Une précision tout d'abord. D'après ce que j'ai lu, le hedge fund n'était pas exposé en directionnel au cours du gaz, mais avait une grosse position sur les spreads calendaires : écart de cours entre les différentes échéances des contrats sur le gaz naturel. Vu l'ampleur des pertes, on imagine que ses positions devaient être énormes. Il serait intéressant de savoir quelles étaient les contreparties principales, qui ont certainement largement profité de la situation.
Je ne ferai pas non plus de commentaire sur l'efficacité du contrôle du risque chez Amaranth, à part pour rappeler qu'un bon contrôle du risque ne veut pas dire que le risque est supprimé, mais qu'il est correctement mesuré, ce qui est très différent. Et une fois que le risque est évalué, encore faut-il le manager, c'est-à-dire prendre les décisions les meilleures possibles pour gérer ses positions.

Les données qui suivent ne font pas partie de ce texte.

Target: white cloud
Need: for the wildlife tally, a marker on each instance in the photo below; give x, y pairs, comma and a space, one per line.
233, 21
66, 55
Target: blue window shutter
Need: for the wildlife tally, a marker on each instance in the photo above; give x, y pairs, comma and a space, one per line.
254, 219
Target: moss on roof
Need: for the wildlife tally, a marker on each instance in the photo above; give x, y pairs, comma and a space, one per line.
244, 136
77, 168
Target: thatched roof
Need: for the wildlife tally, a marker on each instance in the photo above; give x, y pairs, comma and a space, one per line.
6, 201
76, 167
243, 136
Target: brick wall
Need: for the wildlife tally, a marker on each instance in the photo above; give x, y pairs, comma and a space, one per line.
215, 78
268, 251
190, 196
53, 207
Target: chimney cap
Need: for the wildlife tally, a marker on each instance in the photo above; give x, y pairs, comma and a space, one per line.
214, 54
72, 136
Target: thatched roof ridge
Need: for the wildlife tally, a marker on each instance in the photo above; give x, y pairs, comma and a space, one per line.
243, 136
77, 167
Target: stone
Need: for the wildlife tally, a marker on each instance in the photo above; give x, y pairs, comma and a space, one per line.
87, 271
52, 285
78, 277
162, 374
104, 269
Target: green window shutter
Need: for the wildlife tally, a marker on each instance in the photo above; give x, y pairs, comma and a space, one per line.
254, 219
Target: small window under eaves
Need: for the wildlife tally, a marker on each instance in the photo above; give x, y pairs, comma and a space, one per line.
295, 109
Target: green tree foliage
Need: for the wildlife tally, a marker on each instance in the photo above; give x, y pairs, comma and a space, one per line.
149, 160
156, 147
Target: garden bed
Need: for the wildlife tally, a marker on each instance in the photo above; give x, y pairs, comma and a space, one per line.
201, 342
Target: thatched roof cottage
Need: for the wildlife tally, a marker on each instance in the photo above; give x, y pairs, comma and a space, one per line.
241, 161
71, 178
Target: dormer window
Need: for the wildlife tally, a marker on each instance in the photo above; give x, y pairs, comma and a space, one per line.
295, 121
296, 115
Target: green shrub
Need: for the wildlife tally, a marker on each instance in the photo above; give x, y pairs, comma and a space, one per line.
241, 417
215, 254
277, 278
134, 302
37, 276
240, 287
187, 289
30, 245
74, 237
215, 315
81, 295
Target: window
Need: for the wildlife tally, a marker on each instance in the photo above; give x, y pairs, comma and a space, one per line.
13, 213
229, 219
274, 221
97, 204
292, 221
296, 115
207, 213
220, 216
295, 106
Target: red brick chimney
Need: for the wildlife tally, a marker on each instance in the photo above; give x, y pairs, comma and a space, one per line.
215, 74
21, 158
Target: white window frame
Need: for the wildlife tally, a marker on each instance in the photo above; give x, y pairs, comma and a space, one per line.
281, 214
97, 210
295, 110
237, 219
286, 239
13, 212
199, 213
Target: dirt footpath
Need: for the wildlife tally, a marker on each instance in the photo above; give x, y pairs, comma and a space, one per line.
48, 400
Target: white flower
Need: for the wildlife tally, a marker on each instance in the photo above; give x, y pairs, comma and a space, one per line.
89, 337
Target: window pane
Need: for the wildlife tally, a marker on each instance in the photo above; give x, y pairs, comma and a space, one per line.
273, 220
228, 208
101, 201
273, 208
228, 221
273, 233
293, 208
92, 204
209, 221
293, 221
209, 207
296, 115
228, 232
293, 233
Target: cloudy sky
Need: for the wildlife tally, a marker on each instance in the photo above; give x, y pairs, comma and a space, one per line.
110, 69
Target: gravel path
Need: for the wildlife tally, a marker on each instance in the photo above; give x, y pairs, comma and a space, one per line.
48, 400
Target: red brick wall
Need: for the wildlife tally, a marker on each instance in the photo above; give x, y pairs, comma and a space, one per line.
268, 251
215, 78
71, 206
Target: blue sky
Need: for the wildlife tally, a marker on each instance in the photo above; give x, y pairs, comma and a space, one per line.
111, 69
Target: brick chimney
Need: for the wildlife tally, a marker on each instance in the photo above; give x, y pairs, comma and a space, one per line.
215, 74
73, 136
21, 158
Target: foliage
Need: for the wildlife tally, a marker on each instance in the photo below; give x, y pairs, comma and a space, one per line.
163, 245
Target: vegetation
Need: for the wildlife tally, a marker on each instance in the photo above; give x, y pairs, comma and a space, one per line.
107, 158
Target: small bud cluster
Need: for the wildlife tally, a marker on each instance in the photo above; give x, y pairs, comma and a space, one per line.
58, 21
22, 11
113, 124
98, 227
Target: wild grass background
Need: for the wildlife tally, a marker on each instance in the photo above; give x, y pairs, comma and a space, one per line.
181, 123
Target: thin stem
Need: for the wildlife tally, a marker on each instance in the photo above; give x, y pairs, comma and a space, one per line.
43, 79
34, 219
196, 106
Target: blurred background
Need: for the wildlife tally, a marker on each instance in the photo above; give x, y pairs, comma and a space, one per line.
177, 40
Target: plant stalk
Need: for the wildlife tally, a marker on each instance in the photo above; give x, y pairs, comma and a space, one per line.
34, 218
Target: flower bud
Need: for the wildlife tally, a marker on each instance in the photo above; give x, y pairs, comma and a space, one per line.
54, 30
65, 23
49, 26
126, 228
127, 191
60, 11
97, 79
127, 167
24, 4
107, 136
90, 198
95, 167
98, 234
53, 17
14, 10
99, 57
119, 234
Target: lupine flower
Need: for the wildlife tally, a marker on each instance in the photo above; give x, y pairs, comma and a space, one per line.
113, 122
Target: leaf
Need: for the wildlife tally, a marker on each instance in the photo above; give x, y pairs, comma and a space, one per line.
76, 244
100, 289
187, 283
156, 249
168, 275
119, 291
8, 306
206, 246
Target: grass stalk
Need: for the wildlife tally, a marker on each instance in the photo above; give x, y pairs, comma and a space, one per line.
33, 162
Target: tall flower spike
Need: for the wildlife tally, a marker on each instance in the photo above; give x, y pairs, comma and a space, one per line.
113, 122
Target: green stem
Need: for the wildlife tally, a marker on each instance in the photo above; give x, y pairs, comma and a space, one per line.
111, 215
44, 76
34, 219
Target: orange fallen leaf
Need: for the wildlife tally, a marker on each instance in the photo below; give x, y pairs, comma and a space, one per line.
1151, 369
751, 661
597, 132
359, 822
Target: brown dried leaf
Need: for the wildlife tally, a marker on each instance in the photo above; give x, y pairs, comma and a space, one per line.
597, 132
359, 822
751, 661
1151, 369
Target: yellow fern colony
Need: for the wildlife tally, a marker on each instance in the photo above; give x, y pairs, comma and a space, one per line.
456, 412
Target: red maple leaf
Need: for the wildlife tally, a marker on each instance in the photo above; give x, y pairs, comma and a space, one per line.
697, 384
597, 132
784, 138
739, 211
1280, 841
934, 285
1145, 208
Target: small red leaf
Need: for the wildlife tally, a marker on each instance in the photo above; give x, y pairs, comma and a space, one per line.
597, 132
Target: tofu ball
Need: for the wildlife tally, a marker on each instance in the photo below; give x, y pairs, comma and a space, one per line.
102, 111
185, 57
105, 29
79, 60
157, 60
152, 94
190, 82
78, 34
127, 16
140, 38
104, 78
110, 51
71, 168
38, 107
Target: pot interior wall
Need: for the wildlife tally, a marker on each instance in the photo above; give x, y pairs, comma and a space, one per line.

Ce qui a retenu mon attention dans cette histoire, c'est que cela a été un non événement sur les marchés : pas de problème de contreparties, pas de remontée des volatilités, pas de hausse des credit spreads, et bien entendu pas de craintes systémiques. Quelle différence avec l'épisode LTCM de 1998, qui avait presque envoyé les marchés financiers au tapis ! Les appels de marge ont été payés, le débouclement des positions s'est fait dans un calme relatif, le hedge fund n'est semble-t-il même pas liquidé.
Peut-on en conclure que les marchés financiers sont mieux régulés, que le risk management est meilleur, que les innovations financières de ces dernières années impliquent une plus grande stabilité du système financiers ? On peut le croire. En fait, le faible niveau de volatilité observé sur la plupart des marchés ces dernières années, depuis le pic de 2002, reflète bien ce sentiment. Mais on peut aussi craindre que cette situation soit surtout due aux excellentes conditions économiques, et qu'un environnement plus difficile changerait la donne. Finalement, un problème à ne pas négliger est que cette situation économique favorable conjuguée à l'appréhension d'un faible niveau général du risque sur les marchés entraine les intervenants à prendre plus de risques qu'il ne serait "raisonnable".
Le président de la Réserve Fédérale de New York, Timothy F. Geithner, a justement consacré à ce sujet son intervention à la réunion du FMI à Hong Kong le 15 septembre.